HJ Heinz Co. named Eduardo Luz as president of its North America division, shaking up management for the second time after Berkshire Hathaway Inc. (A:US) and 3G Capital took over the ketchup maker.
Luz is replacing Brendan Foley, who is leaving, according to an e-mailed statement yesterday from Michael Mullen, a spokesman for Pittsburgh-based Heinz. Melissa Werneck was named senior vice president of global human resources, replacing Kristen Clark, who also is departing. Fernando Pocaterra, president of Latin America, is going as well.
Heinz Chief Executive Officer Bernardo Hees appointed Foley, Pocaterra and Clark to their posts in June as part of a broader management overhaul. The CEO has been on a cost-cutting drive, following the $29 billion acquisition in June by Jorge Paulo Lemann’s 3G and Warren Buffett’s Berkshire. Hees has cut jobs, announced plans to shut factories and changed policies to trim office expenses.
“These changes were made to better position the company for success in 2014 and beyond,” Mullen said in the statement. “Heinz thanks Mr. Foley, Ms. Clark and Mr. Pocaterra for their leadership and commitment.”
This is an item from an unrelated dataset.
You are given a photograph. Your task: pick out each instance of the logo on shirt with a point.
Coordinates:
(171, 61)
A successor for Latin America will be announced at a later date, Heinz said. Luz was previously managing director of Heinz’s North America consumer products business. Werneck joined Heinz in July and was senior vice president of performance and information technology, roles she will keep. David Moran, who left Heinz in the first round of senior leadership changes, was responsible for North America before Foley.
Hees, 44, has been retooling Heinz after firing managers and reducing costs at another 3G investment, Burger King Worldwide Inc. (BKW:US), which he ran from 2010 until last year. The CEO has been pursuing cuts at the ketchup maker to speed decision making, boost margins and pay down debt supporting the takeover.
Heinz has grounded corporate jets, pulled the plug on mini fridges at the office and placed limits on color printing, Bloomberg News reported in September. The company said last month that severance costs would be about $300 million as Hees cuts 2,000 jobs.
Sales for the quarter ended Oct. 27 slipped 3.7 percent to $2.7 billion from a year earlier in part because of a decrease in volume in the U.S. and U.K., Heinz said last month. The company made a “strategic decision” to focus on improving its margins and limited the frequency and depth of sales promotions, Chief Financial Officer Paul Basilio said on a conference call.
Foley didn’t respond to an e-mail sent through his LinkedIn page. Mullen had no comment beyond the e-mailed statement.
“I realize change is difficult, and I thank you for your ongoing commitment,” Hees wrote in a memo to employees dated Jan. 10 that was obtained by Bloomberg News. “During times of transition, it is especially important that we all remain focused on the business.”